I met a person (let’s call him Frank) this weekend who I found out just got laid off this week from a major bank in New York City. Frank is 51 years old and had worked at this bank for over twelve years. He was given the following two choices: Move to another location or stay in the New York metro area for a $20,000 pay cut. He was not willing to move or take a pay cut since he was earning a six-figure salary and needed to make that much to maintain his standard of living. Though naturally upset, Frank felt he had plenty of time since he got a severance for eight months to find a new job that will pay him what he earned before being laid off.

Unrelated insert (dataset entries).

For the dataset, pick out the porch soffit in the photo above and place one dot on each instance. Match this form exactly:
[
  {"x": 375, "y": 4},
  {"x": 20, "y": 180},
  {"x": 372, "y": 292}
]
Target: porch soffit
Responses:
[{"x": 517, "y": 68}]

When I asked him how his search was going, he said something interesting that most people who have been laid off find out the hard way: companies today are looking for a lot of new skills and credentials just to get an interview. Though Frank had an outstanding performance reviews where he worked, unfortunately, he does not have many of the skills and credentials companies are looking for today. He added that companies are interested in all just to qualify for an interview. He said he was not deterred since he had outstanding performance reviews so it will help him land a new job. I wish him all the best but unless he is an exception, this is not what I am seeing in the market for people getting laid off as they get into their 40s and 50s.
When you get laid off after working for a same company for many years, you feel like you have been thrown out of a moving train on to a platform and now you find that all incoming trains are jam packed, and there are lot of other people pushing to get in the train when it stops. You suddenly have to deal with something you did not have to worry about for a long time (while you were gainfully employed) and now you have to learn so many new things that are outside your comfort zone---it is a terrible feeling.
This is nothing new. We humans have always opted for stability over change. We have a job that pays well so why change anything if you don’t have to when you are not seeing, or delusionally think (if you are seeing any sign of a threat) that it will not affect you. This is the big trap that most employees fall into, especially as they start getting into their 40s and 50s and, unfortunately, the landing is very hard when they lose their jobs..
In a way we are wired to opt for stability.. Humans used only stone tools for over two million years. The reason for this, according to anthropologists, is that the physical environment was so stable in Africa where our early ancestors had enough food and faced very little threat. Stability is more of a natural human condition than trying to make a change. Though we are living in a world of change, when it comes to jobs, many opt for stability and then when they get laid off, they simply can’t adjust to the new reality. We are not wired to embrace change of any kind.
As I indicated, change is hard when you have lived in a stable environment for so long. You are like a house pet who is loved by the household, but, if abandoned, you have to hope that you get rescued before it's too late. This is harsh but nevertheless this is how I and others I felt after being laid off in our 40s and 50s.
But there is good news. You don’t have to be a victim of this predicament if you take the following actions:
- Keep learning new skills that are current or emerging to make you marketable to other companies. All companies have to do things cheaper, better, faster and smarter, and if you can do that then you will be marketable at any age.
- Take on newer challenges at work; don’t get stuck with doing the same thing. You may want to even consider making a change for a lower pay if you are adding more skills. Note when you lose a job, you quickly go from six-figure salary to zero-figure salary.
- Opt for skills development over promotion since companies outside want skills over your specific skills you have developed at your present company that they can’t use. If you reach a higher position then it will be hard for you to get hired by others since mid-level positions are mostly taken up from internal candidates.
- Keep sending resumes out to see what is your true marketability for two reasons: know your market value and also keep your interview skills current.
- Have one years savings since if you are out of a job you don’t want to get desperate and take anything that comes along that is not suitable.
- Be active on social media such as Facebook, Twitter, LinkedIn, Google+ anf You Tube. This is nothing new, but you do have to get more active and start commenting and reaching out to people while you are still employed. It gets more difficult when you are out of a job.
- Create a body of work through blogs, podcasts and videos that is industry specific that anyone in your industry can relate to and would want to talk to you about.
- Reach out to people early for information that can later turn into a potential lead and hopefully a new job when you are ready to make the move.
- Start actively looking for a job way in advance since companies are using a very long time horizon today unlike in the past. If the companies are doing strategic hiring, you also have to be doing strategic prospecting.
- Make it a game that you enjoy playing and want to keep getting better since today you are in a mode of always looking. This is the new reality so don’t fight it. Accept it and thrive in it.